Ask HN: Recommend a portable oscilloscope - MoreMoschops

I find myself with a need for something like this:<p>http://www.seeedstudio.com/depot/micro-digital-storage-oscilloscopedso-nano-p-512.html<p>To give an idea of the kind of thing I need it for, the first thing I'm going to do with it is monitor the voltage over time at my car battery, as I suspect the alternator is not working as well as it should at idle revs. My simple multimeter won't do, as I have reason to believe the voltage isn't steady, and that's what interests me about it.<p>The DSO nano looks like it'd do the job, but I'm hesitant to buy one without asking opinions or seeing if anyone knows of any alternatives.<p>My need is for a relatively simple oscilloscope, ideally with more than one input channel (two would be fine). It's not for logic analysis work, and would need to be portable and battery powered (ideally, more or less hand held). Does anyone have experience with the DSO nano or an alternative device?
======
hooeezit
Looks like you need more than just an oscilloscope - you need a trend
recorder. The DSO Nano is a great for casual work, but if you have some
electronics skill, you can easily build an attenuator to hook into your
laptop's microphone or line-in (1 channel or 2 channel) jack and record the
signal for trend analysis. You can also use an MP3 player with recording
abilities as long as it records to a WAV file, not MP3 directly.
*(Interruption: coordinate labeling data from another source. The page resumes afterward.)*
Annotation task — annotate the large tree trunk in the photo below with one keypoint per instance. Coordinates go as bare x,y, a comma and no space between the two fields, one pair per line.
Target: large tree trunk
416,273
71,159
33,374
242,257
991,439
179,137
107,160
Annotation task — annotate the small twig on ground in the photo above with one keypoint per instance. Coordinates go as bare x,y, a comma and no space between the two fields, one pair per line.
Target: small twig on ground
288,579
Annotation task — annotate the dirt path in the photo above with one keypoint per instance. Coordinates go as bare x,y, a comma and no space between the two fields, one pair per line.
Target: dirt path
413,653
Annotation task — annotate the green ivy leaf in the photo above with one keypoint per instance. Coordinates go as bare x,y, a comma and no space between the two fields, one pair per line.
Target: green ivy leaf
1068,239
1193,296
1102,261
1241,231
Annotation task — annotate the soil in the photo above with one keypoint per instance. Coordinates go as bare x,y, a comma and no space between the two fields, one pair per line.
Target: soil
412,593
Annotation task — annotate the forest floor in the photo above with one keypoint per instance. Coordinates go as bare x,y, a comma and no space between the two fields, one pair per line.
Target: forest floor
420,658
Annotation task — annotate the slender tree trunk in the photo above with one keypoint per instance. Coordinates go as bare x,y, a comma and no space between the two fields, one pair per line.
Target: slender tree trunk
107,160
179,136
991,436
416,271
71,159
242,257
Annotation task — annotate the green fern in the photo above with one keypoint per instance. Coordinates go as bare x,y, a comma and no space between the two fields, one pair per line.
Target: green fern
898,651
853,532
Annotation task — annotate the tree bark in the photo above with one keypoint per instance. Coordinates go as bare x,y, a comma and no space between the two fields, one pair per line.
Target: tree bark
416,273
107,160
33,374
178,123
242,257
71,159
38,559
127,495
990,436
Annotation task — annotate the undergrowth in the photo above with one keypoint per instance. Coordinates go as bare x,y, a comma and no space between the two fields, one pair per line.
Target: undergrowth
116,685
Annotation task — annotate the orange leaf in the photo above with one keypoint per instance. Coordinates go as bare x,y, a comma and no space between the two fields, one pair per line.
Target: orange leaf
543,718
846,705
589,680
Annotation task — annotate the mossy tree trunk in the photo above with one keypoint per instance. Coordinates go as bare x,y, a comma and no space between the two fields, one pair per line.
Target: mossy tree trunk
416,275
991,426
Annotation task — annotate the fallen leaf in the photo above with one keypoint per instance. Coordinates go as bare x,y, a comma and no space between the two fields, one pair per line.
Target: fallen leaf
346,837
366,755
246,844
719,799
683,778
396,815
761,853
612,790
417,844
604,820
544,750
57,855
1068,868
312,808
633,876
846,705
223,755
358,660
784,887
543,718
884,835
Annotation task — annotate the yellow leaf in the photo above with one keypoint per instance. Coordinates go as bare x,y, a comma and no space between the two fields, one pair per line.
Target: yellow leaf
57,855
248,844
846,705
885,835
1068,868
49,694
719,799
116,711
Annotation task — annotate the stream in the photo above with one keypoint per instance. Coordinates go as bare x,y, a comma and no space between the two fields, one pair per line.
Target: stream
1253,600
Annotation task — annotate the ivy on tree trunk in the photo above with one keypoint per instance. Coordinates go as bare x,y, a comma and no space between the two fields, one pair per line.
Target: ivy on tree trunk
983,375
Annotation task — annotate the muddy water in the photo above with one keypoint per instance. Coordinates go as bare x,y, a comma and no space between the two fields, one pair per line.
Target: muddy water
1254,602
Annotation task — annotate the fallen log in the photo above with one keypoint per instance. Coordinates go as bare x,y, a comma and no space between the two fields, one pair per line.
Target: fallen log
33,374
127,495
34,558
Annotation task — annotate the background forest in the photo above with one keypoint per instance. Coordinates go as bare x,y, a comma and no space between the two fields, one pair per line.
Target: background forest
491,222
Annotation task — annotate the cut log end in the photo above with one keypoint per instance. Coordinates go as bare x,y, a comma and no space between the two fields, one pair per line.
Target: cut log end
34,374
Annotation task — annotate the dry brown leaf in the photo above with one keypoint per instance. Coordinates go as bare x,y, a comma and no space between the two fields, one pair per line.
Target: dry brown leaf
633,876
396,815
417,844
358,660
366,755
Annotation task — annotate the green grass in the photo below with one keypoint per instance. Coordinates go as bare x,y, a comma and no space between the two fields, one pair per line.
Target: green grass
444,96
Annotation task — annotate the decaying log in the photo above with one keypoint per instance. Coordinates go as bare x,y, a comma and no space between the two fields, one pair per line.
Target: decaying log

Take a look at these links: <http://www.ledametrix.com/oscope/index.html>
<http://www.zelscope.com/>

And if you grow out of it, this is a very hackable, real oscilloscope for an
affordable price: <http://www.dealextreme.com/details.dx/sku.30573>

Here is info on hacking the Rigol to make it a 100MHz scope:
[http://mightyohm.com/blog/2010/03/rigol-ds1052e-50mhz-
to-100...](http://mightyohm.com/blog/2010/03/rigol-ds1052e-50mhz-to-100mhz-
scope-conversion/)

------
basicxman
If you're just looking for an advanced logic analyzer,
<http://www.saleae.com/logic/> is relatively cheap and pretty awesome. Linux
and Mac OS X versions of the software coming soon I believe. It also includes
an SDK so it's awesome for programmers.

It's about the size of the new iPod Nano and comes with a carrying case to
store the modular leads, and USB cable.

EDIT: Before people flame, yes this product is pretty different from the OP's
link, however it might be somewhat what s/he's looking for.